12 Eylül’den sonra Türk siyasetine damgasını vuran Özalizm, yaygın bir yolsuzluk ve soygun düzeninin ülkemizde yerleşmesine yol açtı. Yolsuzluğa batmayan siyasetçi neredeyse mumla aranır oldu. Ne yazık ki siyasetin solu da bu Özalist dalgadan belli ölçülerde etkilendi.
Kemalist olmak, solcu olmak ülkemizde ahlaklı olmanın bir ölçütü kabul edilirdi eskiden. “Solcular rüşvet yemez, haksızlık yapmaz, kamu malına dokunmaz.” Anlayışı, 12 Eylül’den sonra zarar gördü. Sol ahlakın nasıl olduğunu anlamak için yıllar önce okuduğum Cumhuriyet Gazetesi yazarlarından merhum Mustafa Ekmekçi’nin bir yazısından aklımda kalanları sizlerle paylaşayım: 12 Eylül öncesinde iletişim, bankacılık ve ulaşımda teknolojinin çok gelişmediği dönemde geçiyor olay.

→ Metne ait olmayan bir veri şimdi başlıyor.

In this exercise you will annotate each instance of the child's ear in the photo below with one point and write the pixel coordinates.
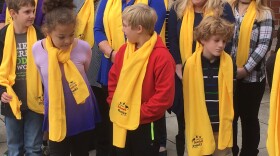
(202, 42)
(12, 12)
(139, 29)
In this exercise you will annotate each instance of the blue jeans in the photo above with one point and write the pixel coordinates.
(25, 136)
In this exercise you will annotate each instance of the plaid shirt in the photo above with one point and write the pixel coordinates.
(259, 45)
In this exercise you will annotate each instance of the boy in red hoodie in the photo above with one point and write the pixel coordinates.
(141, 84)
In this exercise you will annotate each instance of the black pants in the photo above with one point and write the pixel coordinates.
(270, 68)
(180, 137)
(76, 145)
(247, 100)
(139, 142)
(104, 131)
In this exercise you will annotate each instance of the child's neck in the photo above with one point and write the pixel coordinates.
(141, 41)
(209, 57)
(19, 29)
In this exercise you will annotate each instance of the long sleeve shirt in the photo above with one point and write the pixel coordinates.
(158, 85)
(261, 37)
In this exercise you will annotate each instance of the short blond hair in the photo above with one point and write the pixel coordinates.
(17, 4)
(211, 26)
(140, 14)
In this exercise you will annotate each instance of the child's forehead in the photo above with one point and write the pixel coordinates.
(26, 6)
(217, 36)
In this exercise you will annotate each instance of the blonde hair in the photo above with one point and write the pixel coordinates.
(140, 14)
(17, 4)
(211, 26)
(262, 9)
(180, 7)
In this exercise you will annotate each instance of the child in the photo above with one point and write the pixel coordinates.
(251, 41)
(208, 91)
(141, 85)
(62, 61)
(20, 84)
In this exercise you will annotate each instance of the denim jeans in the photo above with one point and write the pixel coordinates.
(25, 136)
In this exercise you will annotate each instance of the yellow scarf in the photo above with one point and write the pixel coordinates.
(245, 35)
(186, 33)
(8, 17)
(8, 73)
(57, 119)
(126, 102)
(199, 134)
(273, 137)
(112, 21)
(85, 17)
(163, 30)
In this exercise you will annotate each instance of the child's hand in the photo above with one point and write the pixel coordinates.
(179, 71)
(241, 73)
(6, 98)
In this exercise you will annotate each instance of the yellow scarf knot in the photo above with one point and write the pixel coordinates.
(126, 102)
(57, 117)
(198, 125)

Yer, Ankara Şehirlerarası Otobüs Terminali... Bir yurttaşımız, Bursa’ya hareket etmekte olan bir otobüste tanımadığı bir yolcuya, üzerinde adres yazılı ve içinde para olan bir zarf verir. Bu zarfı, adresi yazılı ve Bursa’da üniversite öğrencisi olan oğluna iletmesini rica eder yurttaşımız. Yolcu, tanışmadıklarını bu nedenle de kendisine niçin güvendiğini sorar yurttaşımıza. Öğrencinin babası: “Otobüsteki yolcuları inceledim ve sizin Cumhuriyet Gazetesi okuduğunuzu gördüm. Bundan da anlaşılıyor ki siz Atatürkçü, cumhuriyetçi birisiniz; siz bir öğrenciye gidecek olan harçlığı cebinize atmazsınız. Parayı oğluma, sevinçle ulaştıracağınızdan eminim.” der. Tabi yolcu parayı alıp öğrenciye ulaştırır. Ardından da olayı merhum Ekmekçi’ye bildirir. İşte, halkın sola, solculara bakışını özetleyen çarpıcı bir anı.

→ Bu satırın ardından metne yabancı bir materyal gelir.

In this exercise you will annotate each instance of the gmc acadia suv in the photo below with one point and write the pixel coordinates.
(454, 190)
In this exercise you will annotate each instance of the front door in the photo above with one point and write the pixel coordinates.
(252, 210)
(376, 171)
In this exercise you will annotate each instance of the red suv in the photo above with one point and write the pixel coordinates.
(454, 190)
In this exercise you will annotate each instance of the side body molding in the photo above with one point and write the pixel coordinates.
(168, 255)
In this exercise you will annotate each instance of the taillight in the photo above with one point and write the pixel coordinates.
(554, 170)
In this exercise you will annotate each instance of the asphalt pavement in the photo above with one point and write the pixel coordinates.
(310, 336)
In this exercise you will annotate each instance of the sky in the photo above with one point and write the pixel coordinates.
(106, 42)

İSKİ yolsuzluğu patladığında Turgut Özal’ın gülerek “Solcular bile rüşvet yiyor.” demesi, aslında sol ahlak konusunda önemli bir itiraftı. Özal’ı bu kadar sevindiren şey, solcuların da yeni liberallerden etkilendiği düşüncesiydi. 12 Eylül darbesi toplumsal dokumuza çok zarar vermiştir. Bunlardan belki de en önemlisi, ahlak ölçülerindeki değişimdi. Yıllardır süren yolsuzluk düzeninde, ne yazık ki yolsuzluk yapıp da mahkûm olan kişi sayısı bir elin parmaklarını geçmez. Ülke kaynakları soyulurken her şey kitabını uyduruldu. Ancak yolsuzluk yapanlar, halkın gönlündeki vicdan mahkemesinde hep mahkûm oldular.

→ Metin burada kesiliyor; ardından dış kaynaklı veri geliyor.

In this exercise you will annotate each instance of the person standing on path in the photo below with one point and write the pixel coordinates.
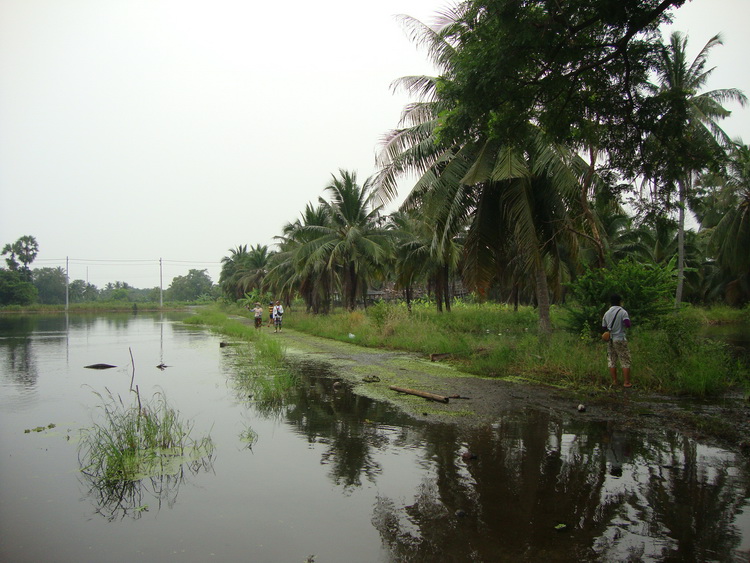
(616, 320)
(278, 313)
(258, 311)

CHP’nin topluma dayatılan liberalizmden kendini kurtarması gerek. 12 Eylül’ün Özalcı algılarından etkilenmemeli. CHP, giderek ideolojisini yitirmekte. Atatürk’ten uzaklaştıkça ANAP’a benzemekte. Atatürk’ten kopan CHP örgütleri ve üyeleri büyük çoğunluğu, kişisel çıkarlar peşinde koşmakta ne yazık ki. Yönetimlerinde olan birçok belediye, iş üretmek yerine bol bol söz üretmekte. Süslü sözlerle halkın gözünü boyamaktalar. CHP’nin asıl sorunu liderlik değil, ideolojisizlik. Parti yöneticileri Atatürk’ü örnek almak yerine, serbest piyasacı ve bireysel kurtuluşun peşinde koşan siyasetçilere özenilmekte.
Bir başka önemli sorun da işi gücü olmayan “profesyonel” parti yöneticileri. Ne iş yaptığı belli olmayan ve kazancının kaynağını açıklayamayan birilerinin emeğe saygı gösterdiğini savlayan bir partide yönetici olması uygun mu?
CHP, kendi tarihsel köklerini yok etmeye yönelik dış müdahalelere karşı direnç oluşturmalı. Liderler, dış ülkelerde değil; önce halk tarafından, sonra da partinin kendi tabanında belirlenmeli tıpkı Bülent Ecevit gibi.
Cumhuriyet’in kurucu partisinde bir değişim söz konusu genel başkan değişikliğiyle. Ama bu değişim nereye doğru olacak? Asıl merak edilen bu sorunun yanıtı değil mi?